第15話 出会い

中国への出張は久しぶりだった。20年前に初めて海外に出張した後に色んな国へ出張したが、中国でも今回のような北の地方は初めてだ。近代的なビルが立ち並び高級車が走る街に、日本を追い越してGDP2位となった国の勢いを感じた。

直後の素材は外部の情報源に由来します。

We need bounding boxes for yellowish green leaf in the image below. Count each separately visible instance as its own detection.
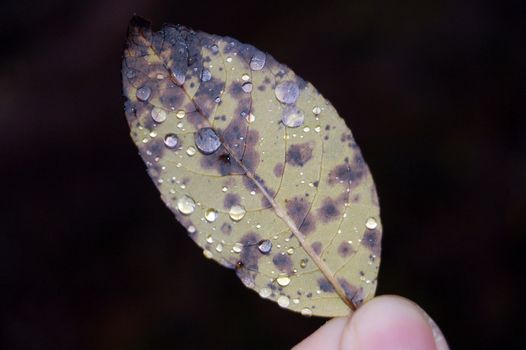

仕事の後、裕之は日本食屋が連なる飲み屋街で日本人向けのスナックに立ち寄った。特にアテがあったわけではなかった。「いらっしゃいませー。」金髪の女の子がカウンター席を用意してくれた。幼い顔立ちに露出の多い服。名前はアキナと言った。彼女は片言の日本語が話せた。



予定していた1ヶ月間の出張も終わりに近づいた頃、裕之はいつものように日本食屋で夕食を済ますと、アキナがいる店に立ち寄った。ここに来て2本目のボトルも残りがあと少しになっていた。

金髪だった髪を濃いめの茶色に染めたアキナはそれだけで随分と落ち着いた雰囲気に変わっていた。裕之に昨日入れたばかりのタトゥーを見せて20才の記念に入れたと言った。まだ赤く腫れた肌が痛々しかった。


20才。娘でもおかしくない年齢だと思った。「あなたのお父さんより、俺の方が年上かもね。」

アキナは片言で両親は幼い時に死んだと言った。スマホに両親の写真があるらしく、彼女は自撮りだらけの写真をスクロールした。「あった。」アキナはスマホの画面を裕之に見せた。


それは古い写真を写した画像だった。

そこには黒い髪の女性と一緒に写る20代の裕之の姿があった。


裕之は訳がわからなかった。写真のことはすぐに思い出した。これは初めて中国に来た時、カラオケで知り合った女性と撮った写真だ。そうだ。デジカメの画像を写真にして彼女に渡した。何故この写真をアキナが持っているのか。アキナは写真に写る男が日本人だということに全く気付いていない様子だった。

アキナに母親の名前を尋ねると紙に書いてくれた。見覚えのある漢字だった。アキナは「ネイリン」と言った。

裕之は彼女との夜のことを思い出した。そして20年前に飛行機の中で男が言った言葉を思い出した。